01.06.2026        FORSCHUNG

Deutsch-französisches Graduiertenkolleg unter Leitung des UKE von der DFG bewilligt

Millionenförderung für das UKE

Das Universitätsklinikum Hamburg-Eppendorf (UKE) hat von der Deutschen Forschungsgemeinschaft (DFG) ein weiteres Graduiertenkolleg bewilligt bekommen und erhält dafür in den nächsten fünf Jahren eine Förderung von insgesamt rund 5,9 Millionen Euro. Mit dem deutsch-französischen Graduiertenkolleg „Mikrodomänen bei Herzerkrankungen“ soll gemeinsam mit der Université Paris-Saclay die kardiovaskuläre Forschung und Ausbildung vorangetrieben werden.

„Die Förderung des neuen deutsch-französischen Graduiertenkollegs stärkt das UKE als international vernetzten Forschungsstandort und schafft hervorragende Bedingungen für die Ausbildung von Wissenschaftler:innen in frühen Karrierephasen. Junge Forschende erhalten die Möglichkeit, in einem hochaktuellen Themenfeld zu arbeiten, sich standortübergreifend zu vernetzen und von einer engen Verbindung zwischen Forschung und klinischer Anwendung zu profitieren“, sagt Prof. Dr. Blanche Schwappach-Pignataro, Dekanin der Medizinischen Fakultät und UKE-Vorstandsmitglied.

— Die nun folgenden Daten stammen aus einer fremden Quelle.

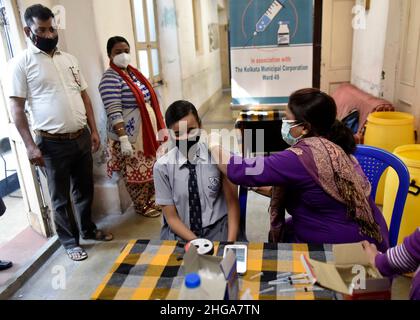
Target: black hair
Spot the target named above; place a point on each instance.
(178, 110)
(317, 111)
(113, 41)
(37, 11)
(343, 137)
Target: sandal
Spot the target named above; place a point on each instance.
(77, 254)
(99, 235)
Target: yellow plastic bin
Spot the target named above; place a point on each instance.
(410, 221)
(388, 130)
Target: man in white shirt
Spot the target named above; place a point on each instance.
(51, 85)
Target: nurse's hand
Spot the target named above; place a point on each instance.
(126, 147)
(371, 251)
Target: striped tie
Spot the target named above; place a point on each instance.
(194, 201)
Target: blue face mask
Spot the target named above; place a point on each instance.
(285, 132)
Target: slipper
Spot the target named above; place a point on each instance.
(77, 254)
(5, 265)
(151, 210)
(99, 235)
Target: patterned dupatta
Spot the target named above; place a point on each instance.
(336, 173)
(150, 143)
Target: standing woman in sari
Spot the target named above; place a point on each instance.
(134, 119)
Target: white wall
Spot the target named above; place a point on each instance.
(169, 53)
(368, 49)
(392, 49)
(201, 74)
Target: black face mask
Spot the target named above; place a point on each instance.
(44, 44)
(185, 145)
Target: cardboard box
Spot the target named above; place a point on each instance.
(225, 285)
(349, 274)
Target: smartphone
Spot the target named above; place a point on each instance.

Graduiertenkolleg Microdomains in Cardiac Disease

Mit dem internationalen Graduiertenkolleg (IGK) „Mikrodomänen bei Herzerkrankungen“ soll die internationale Ausbildung von Doktorand:innen auf dem Gebiet der Herz-Kreislauf-Erkrankungen gefördert werden. Dabei kooperiert das Hamburg Center for Cardiovascular Research (HCCR) des UKE mit dem Laboratory of Signaling and Cardiovascular Pathophysiology der Université Paris-Saclay (Frankreich). Der zentrale Schwerpunkt der wissenschaftlichen Projekte und des Ausbildungsprogramms des neuen IGK 3215 liegt auf der Erforschung mikrodomänenspezifischer Krankheitsmechanismen und deren Einfluss auf das Fortschreiten kardiovaskulärer Erkrankungen.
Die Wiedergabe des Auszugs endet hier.